I've been to Florida a couple of times. The longest time I was there was for a funeral of a woman I'd never met in person, my girlfriend's mother. We were the ones arranging the funeral, which was strange. We didn't know the area, or who to invite, or even, really how funerals were supposed to go. We were in our mid 20s, devastated by a sudden passing, poor as hell. It was very expensive to pay for cremation and a spot in the cemetary, more money than we really had.


I remember sand, and the tough, sharp grass growing out of the sand. Bushes and trees that smelled warm and earthy, and the sound of insects in the leaves. We drove everywhere--everything was spread out flat and strangely uniform, all the towns had the same stores in them but the things that were unfamiliar were really unfamiliar, like the vendors on the side of the long low state highway selling alligator jerky and boiled peanuts. In my memory all the lights are murky, discolored, underwater.

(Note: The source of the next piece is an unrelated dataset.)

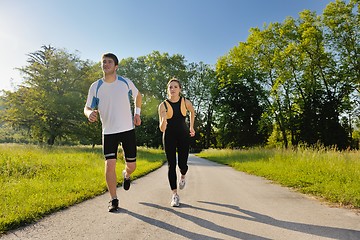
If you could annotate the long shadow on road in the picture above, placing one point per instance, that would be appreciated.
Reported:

That was a long time ago. I've wanted to go back, to see Miami before it sinks under the waves, to eat Cuban food and go dancing. But in my mind Florida always feels like an awful funeral, and so to be honest with myself I may never see it again.


THE LIGHT PIRATE is also, in some ways, funereal. It's about the end of a way of life, of a town, a people--the inevitable decline and decay. That decay gives way to a new way of life, though. Maybe in a place like Florida, with so much sun and water, it's impossible to believe that life itself will end. Only our form of it.